On this day in economic and business history…
The Dow Jones Industrial Average (Dow Jones Indices:.DJI) plunged nearly 3% on May 2, 1930, the day after President Herbert Hoover stridently assured the public that the worst of the crash was over. It seemed as if market participants were telling him, “It’s over when I say it’s over!” The Washington Post reported “selling in enormous volume. … More than two million shares were dumped on the market in the last hour of today’s five-hour session.” The Dow Jones Industrial Average (Dow Jones Indices:.DJI) closed the day at a value of 266.56, already 30% lower than its peak in September of 1929. This would have been a moderate and reasonable pullback, in line with many prior bear markets — but of course, we now know this was only the beginning.

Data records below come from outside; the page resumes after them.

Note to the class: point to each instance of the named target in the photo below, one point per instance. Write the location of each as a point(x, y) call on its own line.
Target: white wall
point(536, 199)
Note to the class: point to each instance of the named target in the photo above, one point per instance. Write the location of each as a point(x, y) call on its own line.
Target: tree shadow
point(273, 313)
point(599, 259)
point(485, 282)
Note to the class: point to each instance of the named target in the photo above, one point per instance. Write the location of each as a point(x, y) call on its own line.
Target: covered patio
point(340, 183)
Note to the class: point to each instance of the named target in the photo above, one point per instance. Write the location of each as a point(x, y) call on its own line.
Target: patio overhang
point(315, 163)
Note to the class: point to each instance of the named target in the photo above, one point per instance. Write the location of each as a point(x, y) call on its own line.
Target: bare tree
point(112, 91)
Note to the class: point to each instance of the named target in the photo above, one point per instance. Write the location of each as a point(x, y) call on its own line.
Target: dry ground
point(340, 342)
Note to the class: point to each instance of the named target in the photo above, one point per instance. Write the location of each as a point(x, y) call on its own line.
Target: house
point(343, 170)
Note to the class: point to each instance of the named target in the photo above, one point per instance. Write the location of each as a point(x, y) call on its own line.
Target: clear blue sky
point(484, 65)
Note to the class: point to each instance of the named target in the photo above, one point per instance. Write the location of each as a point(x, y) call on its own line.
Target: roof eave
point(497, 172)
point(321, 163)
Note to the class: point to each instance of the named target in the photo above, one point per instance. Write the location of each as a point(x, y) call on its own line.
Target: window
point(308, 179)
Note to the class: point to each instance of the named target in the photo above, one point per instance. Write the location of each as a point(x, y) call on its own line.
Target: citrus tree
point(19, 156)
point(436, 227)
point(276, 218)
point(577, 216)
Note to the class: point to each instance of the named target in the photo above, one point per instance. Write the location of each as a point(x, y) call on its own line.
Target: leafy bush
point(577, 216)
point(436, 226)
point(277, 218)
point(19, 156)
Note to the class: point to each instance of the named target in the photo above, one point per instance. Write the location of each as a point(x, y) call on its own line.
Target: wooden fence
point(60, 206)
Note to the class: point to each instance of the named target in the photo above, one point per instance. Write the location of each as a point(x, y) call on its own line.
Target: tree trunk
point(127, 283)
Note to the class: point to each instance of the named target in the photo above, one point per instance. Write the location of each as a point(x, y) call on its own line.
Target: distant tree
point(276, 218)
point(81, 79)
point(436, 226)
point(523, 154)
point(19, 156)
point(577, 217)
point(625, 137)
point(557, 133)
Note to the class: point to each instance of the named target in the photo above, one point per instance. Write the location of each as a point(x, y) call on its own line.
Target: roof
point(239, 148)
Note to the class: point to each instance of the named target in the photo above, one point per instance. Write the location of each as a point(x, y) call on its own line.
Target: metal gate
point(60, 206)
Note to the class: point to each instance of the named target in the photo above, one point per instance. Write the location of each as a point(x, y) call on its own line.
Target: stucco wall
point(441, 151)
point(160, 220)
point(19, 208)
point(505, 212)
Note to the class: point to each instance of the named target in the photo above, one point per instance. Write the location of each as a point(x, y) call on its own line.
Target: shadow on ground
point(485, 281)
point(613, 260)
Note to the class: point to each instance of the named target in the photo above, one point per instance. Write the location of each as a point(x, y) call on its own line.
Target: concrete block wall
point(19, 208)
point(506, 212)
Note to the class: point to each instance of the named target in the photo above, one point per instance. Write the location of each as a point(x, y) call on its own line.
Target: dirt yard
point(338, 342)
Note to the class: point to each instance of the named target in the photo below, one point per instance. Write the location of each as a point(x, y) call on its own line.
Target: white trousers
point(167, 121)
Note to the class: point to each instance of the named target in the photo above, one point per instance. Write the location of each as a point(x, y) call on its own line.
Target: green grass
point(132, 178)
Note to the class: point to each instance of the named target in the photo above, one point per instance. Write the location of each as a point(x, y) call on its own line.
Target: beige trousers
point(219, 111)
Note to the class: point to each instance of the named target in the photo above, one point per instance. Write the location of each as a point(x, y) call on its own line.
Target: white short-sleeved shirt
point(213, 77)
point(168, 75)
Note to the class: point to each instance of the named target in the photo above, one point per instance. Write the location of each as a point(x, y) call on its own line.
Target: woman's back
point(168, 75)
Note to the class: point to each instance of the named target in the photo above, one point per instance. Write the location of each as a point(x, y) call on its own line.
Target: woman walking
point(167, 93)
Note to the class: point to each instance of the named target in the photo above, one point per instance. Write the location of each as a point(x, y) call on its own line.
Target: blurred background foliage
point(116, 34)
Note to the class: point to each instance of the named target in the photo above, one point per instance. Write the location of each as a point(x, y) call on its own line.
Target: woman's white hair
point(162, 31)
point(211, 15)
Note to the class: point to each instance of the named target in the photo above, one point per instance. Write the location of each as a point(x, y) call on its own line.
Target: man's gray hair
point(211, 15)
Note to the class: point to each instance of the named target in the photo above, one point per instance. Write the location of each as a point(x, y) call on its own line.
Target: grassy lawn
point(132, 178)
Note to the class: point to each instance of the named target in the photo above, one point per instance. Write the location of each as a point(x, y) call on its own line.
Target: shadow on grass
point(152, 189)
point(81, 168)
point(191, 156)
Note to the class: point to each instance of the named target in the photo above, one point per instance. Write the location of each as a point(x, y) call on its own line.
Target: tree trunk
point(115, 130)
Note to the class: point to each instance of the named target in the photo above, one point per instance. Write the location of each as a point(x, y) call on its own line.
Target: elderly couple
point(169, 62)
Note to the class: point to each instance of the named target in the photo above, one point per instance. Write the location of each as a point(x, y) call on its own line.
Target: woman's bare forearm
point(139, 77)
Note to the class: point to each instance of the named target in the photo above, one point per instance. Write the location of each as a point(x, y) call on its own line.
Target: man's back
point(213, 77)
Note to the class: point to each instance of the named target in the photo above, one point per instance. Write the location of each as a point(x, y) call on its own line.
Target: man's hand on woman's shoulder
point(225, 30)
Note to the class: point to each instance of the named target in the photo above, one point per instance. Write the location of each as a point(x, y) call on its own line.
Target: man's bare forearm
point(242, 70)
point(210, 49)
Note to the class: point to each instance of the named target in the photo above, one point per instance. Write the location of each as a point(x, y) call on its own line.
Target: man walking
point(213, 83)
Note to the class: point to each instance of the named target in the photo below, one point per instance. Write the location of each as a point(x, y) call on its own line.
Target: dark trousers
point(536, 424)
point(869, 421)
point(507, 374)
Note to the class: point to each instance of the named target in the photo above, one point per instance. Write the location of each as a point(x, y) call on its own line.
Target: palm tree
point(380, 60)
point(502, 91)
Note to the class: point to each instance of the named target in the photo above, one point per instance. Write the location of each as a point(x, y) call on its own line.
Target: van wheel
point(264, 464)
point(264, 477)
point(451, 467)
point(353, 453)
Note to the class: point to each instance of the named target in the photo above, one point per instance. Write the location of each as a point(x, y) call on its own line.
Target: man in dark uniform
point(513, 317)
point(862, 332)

Here are some of the more pertinent comments made by President Hoover to the United States Chamber of Commerce which would prove to be very wrong and premature. The most egregious or otherwise curious statements have been emphasized:
We have been passing through one of those great economic storms which periodically bring hardship and suffering upon our people. There is one certainty in the future of a people of the resources, intelligence, and character of the people of the United States — that is prosperity. …

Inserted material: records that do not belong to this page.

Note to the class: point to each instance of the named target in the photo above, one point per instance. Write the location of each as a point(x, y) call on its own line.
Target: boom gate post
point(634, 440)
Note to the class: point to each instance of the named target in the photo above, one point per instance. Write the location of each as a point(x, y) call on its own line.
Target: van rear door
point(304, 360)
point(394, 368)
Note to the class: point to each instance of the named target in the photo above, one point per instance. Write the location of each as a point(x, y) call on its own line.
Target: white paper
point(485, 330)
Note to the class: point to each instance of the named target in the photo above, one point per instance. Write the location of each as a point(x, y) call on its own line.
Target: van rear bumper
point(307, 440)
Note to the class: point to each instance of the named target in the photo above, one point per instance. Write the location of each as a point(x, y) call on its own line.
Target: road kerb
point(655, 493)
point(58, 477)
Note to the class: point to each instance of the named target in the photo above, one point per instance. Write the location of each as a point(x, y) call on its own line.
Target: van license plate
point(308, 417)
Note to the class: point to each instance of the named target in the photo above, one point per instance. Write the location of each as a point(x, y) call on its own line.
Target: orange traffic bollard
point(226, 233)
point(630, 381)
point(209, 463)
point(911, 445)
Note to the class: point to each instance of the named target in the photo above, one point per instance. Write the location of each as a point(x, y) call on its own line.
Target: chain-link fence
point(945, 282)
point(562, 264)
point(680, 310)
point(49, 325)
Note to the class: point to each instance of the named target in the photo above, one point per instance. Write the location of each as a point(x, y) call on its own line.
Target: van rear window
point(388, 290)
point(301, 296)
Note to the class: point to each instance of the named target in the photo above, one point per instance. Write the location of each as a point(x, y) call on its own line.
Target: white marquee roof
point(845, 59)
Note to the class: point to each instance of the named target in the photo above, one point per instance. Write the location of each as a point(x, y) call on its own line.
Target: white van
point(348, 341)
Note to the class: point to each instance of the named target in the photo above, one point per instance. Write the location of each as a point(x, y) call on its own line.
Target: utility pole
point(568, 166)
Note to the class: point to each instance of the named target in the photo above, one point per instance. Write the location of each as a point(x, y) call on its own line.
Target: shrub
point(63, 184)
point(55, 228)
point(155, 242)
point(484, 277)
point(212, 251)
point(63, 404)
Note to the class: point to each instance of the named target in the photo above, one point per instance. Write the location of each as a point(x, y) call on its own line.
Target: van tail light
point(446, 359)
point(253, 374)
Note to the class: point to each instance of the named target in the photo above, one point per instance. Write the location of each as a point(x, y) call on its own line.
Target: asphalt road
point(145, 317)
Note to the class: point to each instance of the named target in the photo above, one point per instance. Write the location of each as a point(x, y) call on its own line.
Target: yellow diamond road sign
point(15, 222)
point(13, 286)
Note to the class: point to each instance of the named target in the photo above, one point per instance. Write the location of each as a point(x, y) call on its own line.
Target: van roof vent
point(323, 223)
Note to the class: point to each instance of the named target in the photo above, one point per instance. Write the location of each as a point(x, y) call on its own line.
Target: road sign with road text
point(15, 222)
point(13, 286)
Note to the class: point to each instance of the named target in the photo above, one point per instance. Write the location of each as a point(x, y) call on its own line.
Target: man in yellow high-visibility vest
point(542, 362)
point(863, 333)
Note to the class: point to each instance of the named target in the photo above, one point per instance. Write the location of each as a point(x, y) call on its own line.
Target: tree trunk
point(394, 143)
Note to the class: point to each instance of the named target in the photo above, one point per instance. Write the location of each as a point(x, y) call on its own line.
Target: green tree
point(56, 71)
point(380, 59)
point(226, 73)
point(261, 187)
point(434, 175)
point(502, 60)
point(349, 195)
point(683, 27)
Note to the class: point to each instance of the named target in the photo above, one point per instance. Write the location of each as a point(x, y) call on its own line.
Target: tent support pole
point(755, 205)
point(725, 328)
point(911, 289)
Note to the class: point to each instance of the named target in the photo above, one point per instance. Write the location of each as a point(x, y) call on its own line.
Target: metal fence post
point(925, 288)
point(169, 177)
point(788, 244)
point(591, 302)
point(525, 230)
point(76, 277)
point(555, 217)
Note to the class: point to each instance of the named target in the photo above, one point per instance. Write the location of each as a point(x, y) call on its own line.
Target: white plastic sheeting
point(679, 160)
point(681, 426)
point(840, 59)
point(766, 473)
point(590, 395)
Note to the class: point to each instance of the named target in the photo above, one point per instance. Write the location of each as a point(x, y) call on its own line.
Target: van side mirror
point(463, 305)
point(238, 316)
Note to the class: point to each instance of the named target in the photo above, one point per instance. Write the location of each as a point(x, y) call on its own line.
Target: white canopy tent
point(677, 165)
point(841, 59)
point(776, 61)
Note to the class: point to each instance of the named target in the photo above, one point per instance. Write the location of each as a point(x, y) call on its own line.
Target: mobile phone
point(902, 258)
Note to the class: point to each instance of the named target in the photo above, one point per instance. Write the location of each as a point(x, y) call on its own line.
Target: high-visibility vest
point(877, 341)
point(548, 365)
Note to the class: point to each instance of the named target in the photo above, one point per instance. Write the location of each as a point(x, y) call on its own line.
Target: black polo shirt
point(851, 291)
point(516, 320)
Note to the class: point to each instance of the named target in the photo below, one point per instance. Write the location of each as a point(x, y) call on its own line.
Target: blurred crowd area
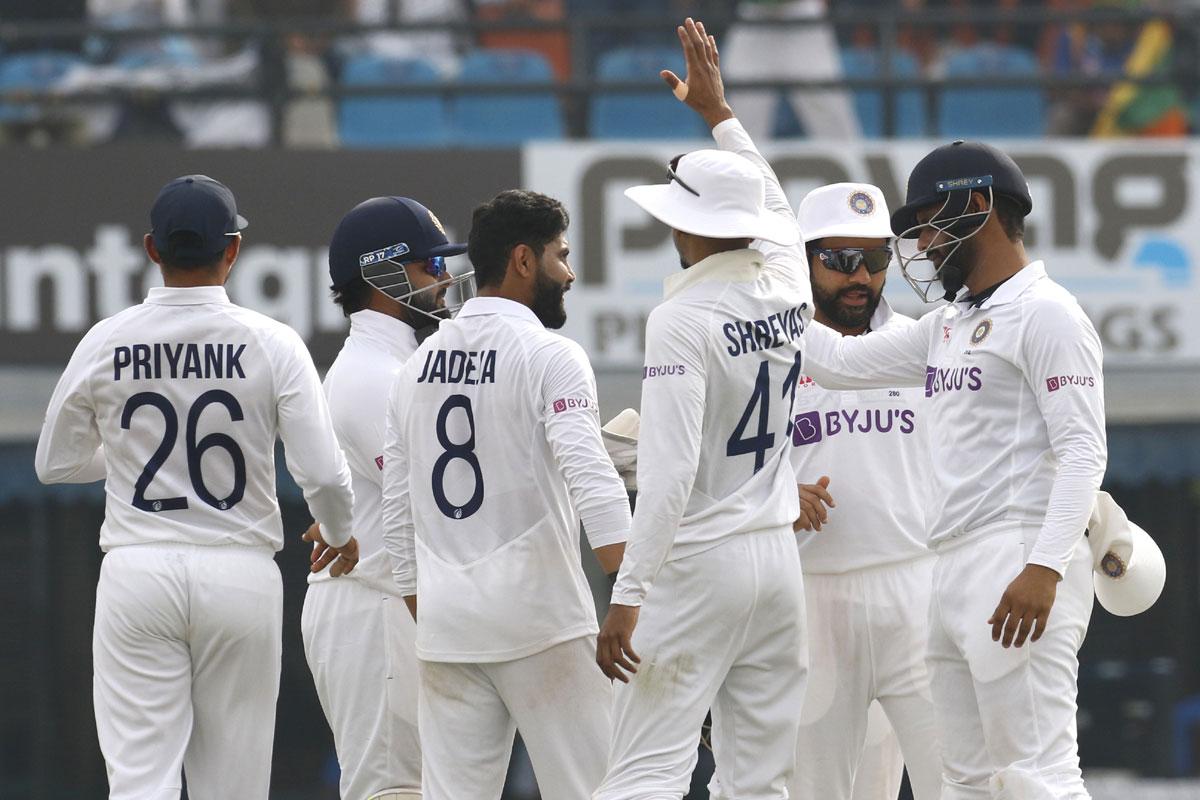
point(396, 73)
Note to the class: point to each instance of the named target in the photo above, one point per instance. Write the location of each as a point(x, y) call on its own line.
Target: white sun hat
point(844, 210)
point(719, 194)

We have succeeded in maintaining confidence and courage. Those dangers are behind us. From the moment of the crash, interest rates have steadily decreased and capital has become steadily more abundant. Our investment markets have absorbed over $2 billion of new securities since the crash. … For the first time in the history of great slumps we have had no substantial reductions in wages and we have had no strikes or lockouts which were in any way connected with this situation. …

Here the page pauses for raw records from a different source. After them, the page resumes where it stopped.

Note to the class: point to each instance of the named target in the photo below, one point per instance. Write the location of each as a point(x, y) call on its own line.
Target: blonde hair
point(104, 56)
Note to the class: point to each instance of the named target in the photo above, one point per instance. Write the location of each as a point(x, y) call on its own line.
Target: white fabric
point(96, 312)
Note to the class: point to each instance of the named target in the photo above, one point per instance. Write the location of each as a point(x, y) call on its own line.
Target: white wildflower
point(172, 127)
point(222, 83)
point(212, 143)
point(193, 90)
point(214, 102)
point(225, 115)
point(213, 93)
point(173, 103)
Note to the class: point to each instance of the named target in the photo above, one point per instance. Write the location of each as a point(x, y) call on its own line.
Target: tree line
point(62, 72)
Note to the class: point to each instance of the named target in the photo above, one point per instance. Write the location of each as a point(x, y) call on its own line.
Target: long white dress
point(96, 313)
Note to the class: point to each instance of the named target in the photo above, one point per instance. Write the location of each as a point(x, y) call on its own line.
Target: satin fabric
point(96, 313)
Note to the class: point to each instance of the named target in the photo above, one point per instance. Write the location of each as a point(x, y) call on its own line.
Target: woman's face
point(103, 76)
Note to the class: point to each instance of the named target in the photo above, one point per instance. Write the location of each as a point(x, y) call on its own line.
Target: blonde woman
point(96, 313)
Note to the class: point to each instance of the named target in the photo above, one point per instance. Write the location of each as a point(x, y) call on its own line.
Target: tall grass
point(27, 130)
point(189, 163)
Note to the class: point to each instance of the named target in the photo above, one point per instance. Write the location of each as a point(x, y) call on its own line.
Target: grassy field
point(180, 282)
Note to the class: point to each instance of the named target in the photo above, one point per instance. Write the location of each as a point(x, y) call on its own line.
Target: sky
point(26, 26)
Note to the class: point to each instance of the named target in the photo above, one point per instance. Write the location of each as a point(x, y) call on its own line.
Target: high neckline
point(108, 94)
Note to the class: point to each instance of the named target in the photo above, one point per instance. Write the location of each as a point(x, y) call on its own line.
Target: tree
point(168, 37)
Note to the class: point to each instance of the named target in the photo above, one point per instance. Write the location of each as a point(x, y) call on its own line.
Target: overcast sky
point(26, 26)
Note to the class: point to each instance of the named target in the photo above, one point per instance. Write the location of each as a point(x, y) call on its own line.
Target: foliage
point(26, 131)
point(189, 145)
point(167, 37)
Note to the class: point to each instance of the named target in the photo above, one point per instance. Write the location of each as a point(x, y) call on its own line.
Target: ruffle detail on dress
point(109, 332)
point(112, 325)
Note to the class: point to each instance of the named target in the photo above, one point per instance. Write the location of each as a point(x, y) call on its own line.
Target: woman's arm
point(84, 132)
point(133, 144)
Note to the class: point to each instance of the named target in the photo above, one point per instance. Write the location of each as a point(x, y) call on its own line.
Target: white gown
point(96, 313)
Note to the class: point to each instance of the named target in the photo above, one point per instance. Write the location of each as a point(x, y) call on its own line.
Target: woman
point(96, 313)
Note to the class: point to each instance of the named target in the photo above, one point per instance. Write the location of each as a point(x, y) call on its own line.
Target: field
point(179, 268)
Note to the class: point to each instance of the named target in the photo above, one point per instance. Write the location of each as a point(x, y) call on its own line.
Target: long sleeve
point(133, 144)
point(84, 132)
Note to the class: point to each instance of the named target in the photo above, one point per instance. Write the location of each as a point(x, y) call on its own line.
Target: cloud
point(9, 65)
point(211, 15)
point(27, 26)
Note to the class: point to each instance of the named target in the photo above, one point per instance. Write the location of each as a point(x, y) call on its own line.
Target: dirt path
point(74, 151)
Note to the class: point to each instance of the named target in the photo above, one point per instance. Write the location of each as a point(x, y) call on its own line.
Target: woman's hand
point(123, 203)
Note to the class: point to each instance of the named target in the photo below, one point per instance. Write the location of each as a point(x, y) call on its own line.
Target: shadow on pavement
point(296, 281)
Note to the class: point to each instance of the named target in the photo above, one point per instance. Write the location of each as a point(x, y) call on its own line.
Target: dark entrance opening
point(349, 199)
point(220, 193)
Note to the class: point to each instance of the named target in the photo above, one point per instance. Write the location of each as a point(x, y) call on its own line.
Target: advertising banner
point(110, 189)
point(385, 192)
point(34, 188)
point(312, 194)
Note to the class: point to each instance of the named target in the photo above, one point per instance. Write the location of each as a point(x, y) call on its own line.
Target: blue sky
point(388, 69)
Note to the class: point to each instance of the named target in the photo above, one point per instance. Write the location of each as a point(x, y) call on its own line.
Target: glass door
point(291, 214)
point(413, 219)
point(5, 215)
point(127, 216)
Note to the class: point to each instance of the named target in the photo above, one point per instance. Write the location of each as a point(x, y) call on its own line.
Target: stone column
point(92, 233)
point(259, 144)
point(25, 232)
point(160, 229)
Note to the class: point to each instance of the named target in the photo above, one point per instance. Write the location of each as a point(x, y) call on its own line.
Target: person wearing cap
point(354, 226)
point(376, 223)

in the commercial field through the Federal Reserve System, in the industrial field through the bond market and the investment houses, in the farm mortgage field to some extent through the Farm Loan System; and in the installment-buying field through the organization of powerful finance corporations.
The result of the inability to freely secure capital has been a great diminution in home construction and a large segment of unemployment which could have been avoided had there been a more systematic capital supply organized with the adequacy and efficiency of the other segments of finance. We need right now an especial effort of our loan institutions in all parts of the country to increase the capital available for this purpose as a part of the remedy of the present situation. …
Another of the byproducts of this experience which has been vividly brought to the front is the whole question of agencies for placing the unemployed in contact with possible jobs. The whole subject is one of profound importance. …
We are not yet entirely through the difficulties of our situation. We have need to maintain every agency and every force that we have placed in motion until we are far along on the road to stable prosperity.
The value of life
America’s first life insurance company began on May 2, 1759. Known as “The Corporation for Relief of Poor and Distressed Widows and Children of Presbyterian Ministers,” it was designed — as you might expect — to pay annuities to the families of deceased ministers in Philadelphia and New York. It was formed seven years after Benjamin Franklin established the first insurance company of any kind, but due to its narrow focus the Presbyterian Ministers’ Fund (as it’s now known) was originally not-for-profit, although it eventually expanded its reach to insure all people who might qualify.
Shortly after its formation, the Fund had issued a mere 21 policies, but its assets continued to grow until the time of the American Revolution, when the Fund’s pro-colonial board decided to loan 5,000 pounds (equivalent to more than $10.7 million when compared to the average earnings of the time) to the Continental Congress in 1777. After the war, the Fund nearly fell into insolvency when its will to enforce subscription payments wavered, leading to the first efforts to expand its coverage to the entire populace. This would remain a thorny issue with the Fund’s leadership for more than a century, and the Fund never quite figured out whether it wanted to insure everyone, every Presbyterian, or simply every Presbyterian minister. This problem eventually worked itself out when the Fund was bought out by Provident Mutual, which was itself acquired by Nationwide Insurance in 2002.